Image clarity was good, but high brightness meant light colours - particularly light shades and whites - were almost painfully bright at the default settings. This made the unit a little hard to watch for long times, particularly since the brightness came at the expense of subtle shades. Adjusting contrast and colour temperature didn't improve the situation markedly, with a 'cool' tint on the picture evident even when white balance was adjusted to make the picture warmer.
Another problem came when viewing a video source with some noise, specifically an analog TV show recorded earlier on the Pioneer unit's hard drive. The slight amount of static in the recording seemed particularly obvious on the LCD screen, which seemed to have inadvertently amplified the noise during the conversion process.
The 42WL58's backlight, which all LCD technology relies upon to function, meant even a fully black screen glowed slightly. This made it difficult to get rich, deep blacks out of the movies we tested, which ranged from The Incredibles and The Fast and the Furious to The Rock and Top Gun.
Each has rapid-fire action sequences and were chosen specifically to test the 'smearing' effect common to many LCD TVs that can't switch colours quickly enough. Smearing was hard to spot with the 42WL58, which rendered breakneck action sequences, like the jungle chase in The Incredibles, clearly and with good colour.
We then used Digital Video Essentials (DVE) to calibrate the screen's parameters. After adjusting to what DVE said were the ideal settings, the panel's image actually seemed a bit flatter and less dynamic than it was on the normal setting.
One striking issue with the display was the heavy image cropping that was evident at most of the Toshiba unit's six aspect ratio settings (Cinema, 14:9, Wide, 4:3, Subtitle and Super Live). All of the modes cropped our widescreen DVE images visibly, with Cinema mode going so far as to cut major parts of the page titles off the screen. DVE's overscan test showed that, depending on the video mode used, the unit was trimming between 3 percent and 13 percent of the top and bottom of the picture, with more than 5 percent of the left and right edges missing.
LCD or plasma?
The 42WL58 was competent if not inspiring, but the difference between it and the Hitachi plasma was immediately evident when the video source was split and fed to both units, side-by-side, simultaneously.

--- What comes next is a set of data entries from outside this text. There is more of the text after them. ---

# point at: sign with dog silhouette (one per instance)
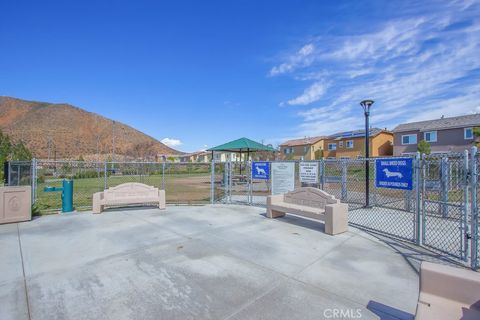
(260, 170)
(394, 173)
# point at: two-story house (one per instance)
(351, 144)
(308, 148)
(445, 135)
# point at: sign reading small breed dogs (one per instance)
(308, 172)
(394, 173)
(260, 170)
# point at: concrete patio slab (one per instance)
(208, 262)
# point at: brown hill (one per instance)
(67, 132)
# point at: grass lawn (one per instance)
(189, 188)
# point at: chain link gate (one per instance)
(445, 193)
(390, 212)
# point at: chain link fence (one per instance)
(440, 212)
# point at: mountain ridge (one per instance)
(65, 131)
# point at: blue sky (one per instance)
(201, 73)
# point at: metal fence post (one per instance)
(250, 183)
(322, 176)
(105, 185)
(212, 182)
(444, 187)
(474, 210)
(418, 211)
(344, 179)
(9, 172)
(34, 180)
(465, 227)
(163, 175)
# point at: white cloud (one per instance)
(302, 57)
(171, 142)
(420, 66)
(309, 95)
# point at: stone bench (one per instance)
(128, 194)
(311, 203)
(448, 293)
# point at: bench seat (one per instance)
(312, 203)
(128, 194)
(448, 293)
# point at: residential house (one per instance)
(198, 156)
(351, 144)
(308, 148)
(445, 135)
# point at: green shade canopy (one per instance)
(242, 144)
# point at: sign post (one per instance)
(308, 172)
(260, 170)
(283, 177)
(394, 173)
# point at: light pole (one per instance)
(366, 104)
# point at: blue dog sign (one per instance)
(260, 170)
(394, 173)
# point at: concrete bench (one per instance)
(312, 203)
(128, 194)
(448, 293)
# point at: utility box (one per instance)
(67, 194)
(15, 204)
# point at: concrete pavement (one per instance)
(200, 262)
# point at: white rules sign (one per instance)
(308, 172)
(283, 177)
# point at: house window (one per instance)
(468, 133)
(409, 139)
(332, 146)
(430, 136)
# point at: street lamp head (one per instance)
(366, 104)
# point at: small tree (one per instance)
(424, 147)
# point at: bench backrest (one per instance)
(131, 190)
(310, 197)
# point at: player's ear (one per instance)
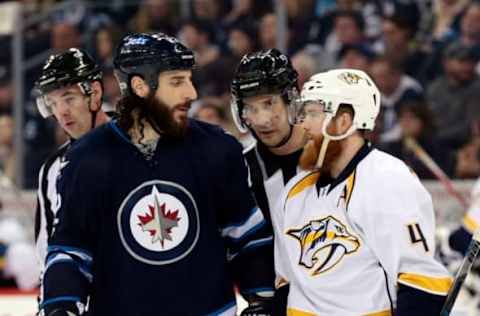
(139, 86)
(96, 96)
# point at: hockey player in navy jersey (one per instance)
(70, 90)
(265, 83)
(357, 227)
(156, 216)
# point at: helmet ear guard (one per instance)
(74, 66)
(343, 86)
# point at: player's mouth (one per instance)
(266, 134)
(183, 108)
(69, 123)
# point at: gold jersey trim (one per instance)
(297, 312)
(350, 185)
(306, 182)
(470, 224)
(437, 286)
(382, 313)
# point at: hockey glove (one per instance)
(258, 306)
(61, 312)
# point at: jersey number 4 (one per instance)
(416, 235)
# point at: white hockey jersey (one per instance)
(471, 220)
(343, 246)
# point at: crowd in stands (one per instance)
(423, 56)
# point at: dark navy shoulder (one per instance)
(212, 135)
(93, 144)
(58, 153)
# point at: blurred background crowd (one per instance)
(424, 56)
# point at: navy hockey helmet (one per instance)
(75, 66)
(148, 54)
(264, 72)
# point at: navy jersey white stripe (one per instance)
(268, 174)
(47, 201)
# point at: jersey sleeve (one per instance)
(471, 220)
(246, 233)
(68, 270)
(399, 227)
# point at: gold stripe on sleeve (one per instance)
(297, 312)
(437, 286)
(382, 313)
(470, 224)
(309, 180)
(350, 185)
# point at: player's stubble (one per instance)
(162, 116)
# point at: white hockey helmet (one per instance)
(342, 87)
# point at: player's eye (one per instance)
(176, 83)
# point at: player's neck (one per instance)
(101, 118)
(350, 147)
(297, 140)
(146, 135)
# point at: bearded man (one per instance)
(355, 232)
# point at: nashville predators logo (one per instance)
(323, 244)
(350, 77)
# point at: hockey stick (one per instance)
(470, 256)
(425, 158)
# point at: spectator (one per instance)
(64, 36)
(155, 15)
(445, 14)
(7, 155)
(469, 35)
(348, 29)
(211, 112)
(241, 40)
(417, 122)
(454, 96)
(267, 31)
(197, 36)
(356, 57)
(396, 88)
(305, 65)
(6, 92)
(398, 43)
(107, 39)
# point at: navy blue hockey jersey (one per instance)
(166, 236)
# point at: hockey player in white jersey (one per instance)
(355, 234)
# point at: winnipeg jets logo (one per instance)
(158, 222)
(323, 244)
(350, 77)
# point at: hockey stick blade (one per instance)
(470, 256)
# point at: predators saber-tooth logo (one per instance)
(350, 77)
(323, 244)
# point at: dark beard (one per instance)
(308, 159)
(160, 116)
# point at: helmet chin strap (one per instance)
(327, 138)
(285, 139)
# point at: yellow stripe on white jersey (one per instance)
(470, 224)
(382, 313)
(297, 312)
(304, 183)
(438, 286)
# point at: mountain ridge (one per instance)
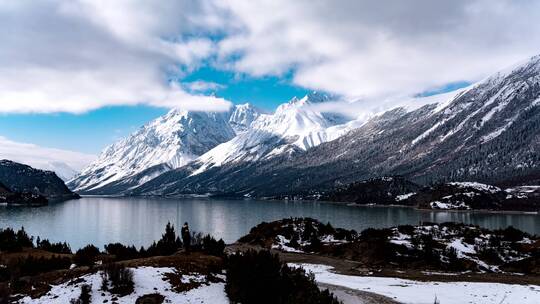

A beach that seemed warm and brown on the Hitachi unit was comparatively flat and beige on the Toshiba panel, while skin tones and even animated films were consistently warmer on the Hitachi unit. Even after adjusting the display modes, we simply could not get a more convincing image from the LCD TV than from the plasma.
The extent of the cropping problem was entirely evident when the DVD was paused and the images compared: on the Hitachi unit, for example, the head of a Torino giant slalom skier was fully visible while the Toshiba unit cropped the head off slightly above the goggles. This issue might not be evident when watching one unit in isolation, but repeated tests confirmed this was a consistent problem with the Toshiba unit.
With both units ready to display whatever was being watched, we found ourselves repeatedly turning back to the Hitachi plasma for its rich, pleasing image and overall watchability. Although the 42WL58 was good overall, the limitations of LCD technology's pixel-based design - which works well for PC displays but is too granular to match the plasma's more subtle tonality - were clearly evident.
The main deficiencies with the 42WL58 come from the limitations of LCD technology, rather than being specific to Toshiba. However, considering that it costs AU$2096 more than the Hitachi 42PD8800TA, it's hard to justify the extra expenditure for an image that simply doesn't deliver an equally jaw-dropping video experience. LCD may have matched plasma in terms of its size, but it still has a way to go before its overall quality catches up.